Privacy discussion overdue

Privacy discussion overdue

Eye on the Carriers By Johna Till Johnson, Network World, 08/28/06

No doubt about it, AOL screwed up big time. The company's online posting of consumer search records resulted in the Electronic Frontier Foundation and the World Privacy Forum filing separate complaints with the U.S. Federal Trade Commission. And AOL recently fired the CTO and two other employees for causing the breach.

But AOL's loss could ultimately prove to be good news for the rest of us - if the screw-up serves to launch a wholesale, nationwide review of provider privacy policies. Such a discussion is long overdue.

The problem, as I've mentioned before, is that there's no consistent definition of what comprises confidential information. Nor do we have a consensus on the circumstances under which it should be revealed, and to whom.

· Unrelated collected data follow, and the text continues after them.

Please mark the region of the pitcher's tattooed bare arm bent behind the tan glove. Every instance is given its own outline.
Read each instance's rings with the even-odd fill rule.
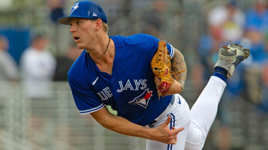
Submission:
[[[171,61],[171,70],[173,72],[178,72],[180,70],[186,69],[186,64],[184,61],[183,54],[181,54],[181,52],[175,48],[174,48],[174,55],[170,61]],[[181,84],[181,92],[184,89],[184,82],[186,79],[186,74],[187,74],[187,70],[182,73],[178,73],[174,75],[174,76],[177,76],[178,82]]]

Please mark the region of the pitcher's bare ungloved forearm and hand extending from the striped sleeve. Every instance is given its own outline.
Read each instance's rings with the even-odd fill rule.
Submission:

As a consequence, providers are going soft on privacy. Take AT&T: Earlier this summer, the company reworked its privacy policy. It now reserves the right to disclose its business records - including contact data (customer name, address, phone number and e-mail address), transactions (online purchases and possibly even searches), service charges, the hardware and software used, and Social Security numbers and/or credit card information, passwords and user names.

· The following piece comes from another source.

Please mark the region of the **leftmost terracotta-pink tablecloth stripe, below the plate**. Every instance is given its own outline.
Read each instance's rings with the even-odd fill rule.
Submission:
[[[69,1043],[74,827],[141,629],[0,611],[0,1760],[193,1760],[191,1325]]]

Under what circumstances can this be disclosed? Basically, whenever AT&T feels like it. Specifically, the company says it will disclose this information in order to protect its legitimate business interests, safeguard others or respond to legal process.

I don't know about you, but that doesn't sound like a privacy policy to me - more like an exposure policy. There are those who say privacy's an outdated right in this era of airplane bombers and terrorist conspiracies, and only evildoers keep secrets. (Hey guys: How about we post your prescription for hemorrhoid cream on the bulletin board at work? Hmm, didn't think so.)

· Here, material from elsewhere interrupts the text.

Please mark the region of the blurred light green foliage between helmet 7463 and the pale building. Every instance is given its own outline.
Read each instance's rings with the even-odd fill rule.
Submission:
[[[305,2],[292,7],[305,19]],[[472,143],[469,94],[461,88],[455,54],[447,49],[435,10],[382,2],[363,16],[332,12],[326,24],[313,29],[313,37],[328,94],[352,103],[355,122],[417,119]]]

Here's the thing. Insisting on a consistent definition of privacy doesn't necessarily entail handing the country over to Osama Bin Laden on a silver platter.

We need to rationalize the current patchwork quilt of laws and policies to establish three things: 1. What information is considered confidential? Searches? VoIP calls? E-mails? Account information? Calling patterns?). 2. Under what circumstances can this data be revealed to third parties, including government agencies? 3. What is the legal process required to authorize a provider to reveal this information?

Today, tapping voice calls requires warrants, but tapping VoIP calls doesn't. That's nuts unless the goal is to keep terrorists, pedophiles and the Mafia on rotary phones. And as we all know, the courts are hotly debating whether or not warrants are required for calling-pattern analysis.

With all due respect to the judicial branch, this is something that legislators - not judges - ought to be sorting out. So here's my suggestion: Citizens, write your lawmakers demanding that they put a full discussion of privacy on the docket starting this fall. Vote your beliefs. And hold your providers fully accountable for having a real privacy policy.

The alternative? Get used to reading your (and your company's) confidential data on the Web.